Tamagotchi faucets into our innate want to nurture, join and look after others, in keeping with psychological well being therapist Dr. Jessica Lamar, including that it does so in a protected and managed atmosphere.
“The act of caring for a digital pet also provides a sense of structure and routine, which can help reduce feelings of anxiety and stress,” Lamar, who can also be the co-founder of the Bellevue Trauma Recovery Center, advised NCS.

“Unlike real-life caregiving, which can come with significant emotional and logistical challenges, Tamagotchi allows users to experience the joys of nurturing without the associated pressures or unexpected changes. Players can also start and stop at any time.”
This therapeutic impact is felt by followers like Dreadianz, of New York, who wears her Tamagotchis on a lanyard and units alarms as reminders to test on them – a routine that has stored her digital pets alive for 2 years, far surpassing their typical two-week lifespan.
“They help curb my anxiety and make me feel less alone, a lot like a treasured stuffed animal or lucky totem,” mentioned the 27-year-old, who requested to go by her social media deal with.
“I even throw birthday parties for them to celebrate the day they hatched and treat them a lot like little imaginary friends.”
Rabindra Ratan, a professor at Michigan State University’s Department of Media and Information, says the toy’s easy, achievable duties, like feeding and playing, assist customers “fulfill their fundamental needs of autonomy, relatedness and competence.”
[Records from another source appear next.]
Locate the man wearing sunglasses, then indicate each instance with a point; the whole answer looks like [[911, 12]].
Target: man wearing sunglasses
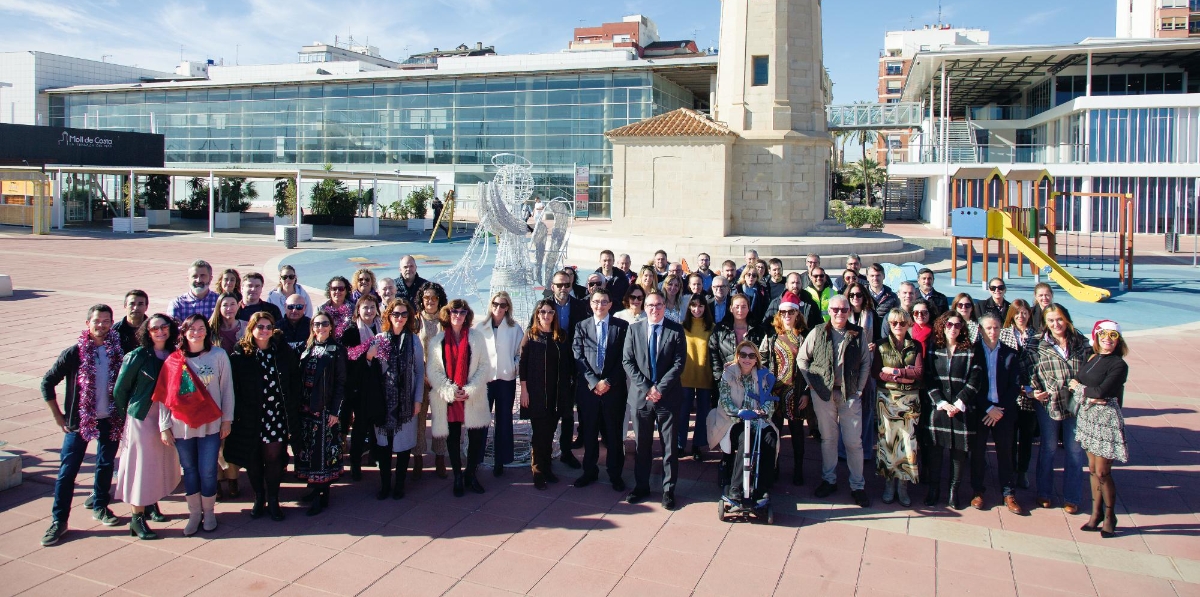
[[653, 357], [837, 365]]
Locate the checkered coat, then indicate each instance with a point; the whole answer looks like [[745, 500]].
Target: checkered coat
[[957, 378], [1053, 373]]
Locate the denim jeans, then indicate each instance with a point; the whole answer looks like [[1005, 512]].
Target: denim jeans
[[501, 395], [75, 447], [198, 457], [700, 398], [1073, 482]]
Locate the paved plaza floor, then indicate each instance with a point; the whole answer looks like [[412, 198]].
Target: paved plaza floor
[[568, 541]]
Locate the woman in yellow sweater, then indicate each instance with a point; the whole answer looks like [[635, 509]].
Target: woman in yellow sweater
[[697, 377]]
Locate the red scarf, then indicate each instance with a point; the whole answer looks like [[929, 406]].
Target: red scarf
[[181, 391], [457, 356]]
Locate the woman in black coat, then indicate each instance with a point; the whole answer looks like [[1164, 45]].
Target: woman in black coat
[[545, 385], [265, 410], [953, 377]]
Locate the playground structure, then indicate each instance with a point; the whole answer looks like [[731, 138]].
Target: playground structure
[[1092, 230]]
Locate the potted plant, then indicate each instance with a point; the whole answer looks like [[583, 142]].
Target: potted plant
[[235, 197], [196, 204], [331, 203], [365, 224], [155, 196], [417, 206]]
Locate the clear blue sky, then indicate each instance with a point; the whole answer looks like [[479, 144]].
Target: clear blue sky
[[150, 32]]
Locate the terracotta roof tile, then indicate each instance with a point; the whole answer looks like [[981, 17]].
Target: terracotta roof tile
[[682, 122]]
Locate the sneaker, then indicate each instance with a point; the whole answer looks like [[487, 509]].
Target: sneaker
[[54, 534], [826, 489], [106, 517], [861, 498]]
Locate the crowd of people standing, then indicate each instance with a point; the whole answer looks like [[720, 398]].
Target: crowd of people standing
[[227, 379]]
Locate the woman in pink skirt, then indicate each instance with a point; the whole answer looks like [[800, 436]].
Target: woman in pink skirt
[[148, 470]]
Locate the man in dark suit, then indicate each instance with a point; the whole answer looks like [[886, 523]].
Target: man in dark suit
[[600, 392], [570, 312], [615, 279], [937, 302], [995, 411], [653, 357]]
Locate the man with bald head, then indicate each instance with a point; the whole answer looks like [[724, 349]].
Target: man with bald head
[[408, 284]]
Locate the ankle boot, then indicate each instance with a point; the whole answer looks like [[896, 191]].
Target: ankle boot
[[154, 514], [210, 514], [195, 513], [138, 528]]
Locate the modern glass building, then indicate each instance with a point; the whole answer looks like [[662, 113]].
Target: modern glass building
[[550, 109], [1101, 116]]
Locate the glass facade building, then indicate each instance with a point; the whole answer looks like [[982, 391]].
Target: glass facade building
[[415, 125]]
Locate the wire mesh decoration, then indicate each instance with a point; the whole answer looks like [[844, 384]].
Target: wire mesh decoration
[[523, 261]]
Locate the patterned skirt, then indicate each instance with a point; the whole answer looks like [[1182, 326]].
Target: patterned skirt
[[1101, 430], [318, 450], [895, 453]]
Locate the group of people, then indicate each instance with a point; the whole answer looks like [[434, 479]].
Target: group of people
[[229, 380]]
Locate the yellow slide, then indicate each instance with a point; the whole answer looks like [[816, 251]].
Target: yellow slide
[[1039, 258]]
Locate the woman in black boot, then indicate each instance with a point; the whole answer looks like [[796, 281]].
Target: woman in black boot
[[459, 372], [265, 412], [401, 361], [318, 448], [953, 377], [1101, 428]]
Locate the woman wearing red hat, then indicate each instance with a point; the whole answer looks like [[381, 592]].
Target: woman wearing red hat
[[1101, 427]]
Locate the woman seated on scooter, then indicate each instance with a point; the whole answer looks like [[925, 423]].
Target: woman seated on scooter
[[745, 385]]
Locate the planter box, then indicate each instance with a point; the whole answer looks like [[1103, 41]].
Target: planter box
[[366, 227], [305, 231], [123, 224], [227, 221], [159, 217]]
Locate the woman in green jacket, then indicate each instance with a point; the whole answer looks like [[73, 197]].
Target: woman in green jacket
[[148, 470]]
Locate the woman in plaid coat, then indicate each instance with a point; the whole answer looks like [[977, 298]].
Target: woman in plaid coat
[[1061, 353], [953, 375]]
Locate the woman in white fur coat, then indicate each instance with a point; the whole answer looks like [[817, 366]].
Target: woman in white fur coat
[[459, 371]]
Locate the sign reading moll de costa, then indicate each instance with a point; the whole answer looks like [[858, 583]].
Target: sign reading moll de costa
[[41, 145]]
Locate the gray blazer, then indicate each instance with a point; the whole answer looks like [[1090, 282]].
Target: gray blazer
[[671, 356]]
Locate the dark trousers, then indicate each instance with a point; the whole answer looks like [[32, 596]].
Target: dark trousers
[[645, 421], [75, 447], [501, 395], [475, 441], [1001, 434], [1026, 433], [603, 416], [768, 448], [541, 444]]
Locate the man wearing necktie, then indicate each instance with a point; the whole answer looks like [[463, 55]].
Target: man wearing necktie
[[653, 357], [600, 391]]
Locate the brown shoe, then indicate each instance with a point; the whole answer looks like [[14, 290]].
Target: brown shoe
[[1011, 504]]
“The physical and emotional labor is obviously lower than caring for a real pet,” he added.
For Sarah Serrano-Esquilin, 29, the Tamagotchi’s simplicity opened up a brand new connection together with her ailing mom. Caring for his or her digital pet helped to convey them nearer as most cancers tore them aside.

“Tamagotchi was a low energy activity for us to bond over before she passed away,” she mentioned.
Seeking connection, Serrano-Esquilin based the New York Tamagotchi Club, which she mentioned has greater than 120 native members and one other 3,000 on-line.
This sense of group resonates worldwide, echoed by Gray’s Toronto Tamagotchi Club, which hosts digital and in-person occasions – from picnics and Tamagotchi-themed Pride celebrations to the mass Tamagotchi wedding ceremony – inspiring different fan golf equipment in Australia, Chile, France, the Philippines and extra.
“It’s the Tamagotchi effect,” Gray added.
“As adults, we don’t often have the opportunity to connect with others through play. Tamagotchi clearly demonstrates how much it is needed.”